Who doesn’t love a classic whodunit? Who doesn’t love a musical? Who doesn’t love a good comedy? Put all these ingredients together and you dream up a very strange, behind the curtains view of theatre-land.
The book is by Rupert Holmes, but it is the music and lyrics by Kander and Ebb, creators of well-known shows Chicago and Cabaret, that give the show its life and humour; the score very much reflecting their music styles, and tongue-in-cheek lyrics.
The show goes up on the final scene of a new musical, “Robbin’ Hood of the Old West”, Think Robin Hood meets Oklahoma! Led by the amazingly talent-less, Jessica Cranshaw (Nia Jermin), who following her curtain call, promptly collapses and dies in hospital. MURDER!
With the cast and crew theatrically mourning her death, enter lieutenant Frank Cioffi (Jason Manford) to investigate the murder. From the minute he enters the stage, Cioffi is starstruck, he’s a budding Am-Dram who doesn’t just take on trying to solve the case, but also takes to saving the show!
So begins the musical, wrapped in a murder mystery, wrapped in a musical, the cast swapping from backstage scenes and songs, to numbers from the new musical, all whilst Cioffi injects his own views on what’s right and wrong with the production.
Jason Manford may be the comedy name above the door on this show, and he delivers a well-honed performance using his comedic background, timing and also demonstrating his song and dance capabilities – however, the true comedian was Samuel Holmes as Director, Christopher Belling. His outrageous character, his one line quips and overall bitchiness had the audience bursting out with laughter at many inappropriate moments.
As show reviewers, or “critics” in this case, there are several moments this show talks directly to us. From the moment the production team sing about “What kind of man?” would want to be a theatre-critic, to one liners like “You never know who may be in the audience”. Each of these bringing nervous laughter from the press section of the audience.
Rebecca Lock, plays Show-Producer Carmen Bernstein, and like many show producers she brings an air of mystery, never quite giving straight answers, almost politician like, leaving you unsure on the real truth. Lock’s acting performance was strong, as were her vocals and movement throughout.

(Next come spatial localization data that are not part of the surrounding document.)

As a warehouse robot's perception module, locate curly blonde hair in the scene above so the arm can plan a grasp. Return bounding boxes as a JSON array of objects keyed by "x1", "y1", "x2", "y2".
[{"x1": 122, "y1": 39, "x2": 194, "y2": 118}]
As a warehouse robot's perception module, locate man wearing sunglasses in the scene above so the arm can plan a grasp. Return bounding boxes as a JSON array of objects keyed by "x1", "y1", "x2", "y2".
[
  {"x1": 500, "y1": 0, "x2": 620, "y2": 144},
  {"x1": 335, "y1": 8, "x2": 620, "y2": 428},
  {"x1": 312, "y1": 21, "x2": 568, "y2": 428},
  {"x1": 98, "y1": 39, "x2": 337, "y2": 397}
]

Carley Stenson (Hollyoaks) and Andy Coxon play excellently off each other as divorced songwriting team Aaron Fox and Georgia Hendricks. Again, there are unspoken truths between these characters that simmer throughout, finally bubbling to the surface as the show reaches its finale.
Finally, in a show that had a bit of everything, it would be remiss not to also mention Bambi (Emma Caffrey) and Bobby (Alan Burkitt) who treat you to a stunning western style pas de deux.
Throughout the show there are more under-hand events, but as far as whodunit, there is a lack of evidence and clues to make the audience sit and ponder the guilty party, avid sleuths out there be warned. Curtains is a show that combines musicality, comedy, mystery and love stories to create a fun night out.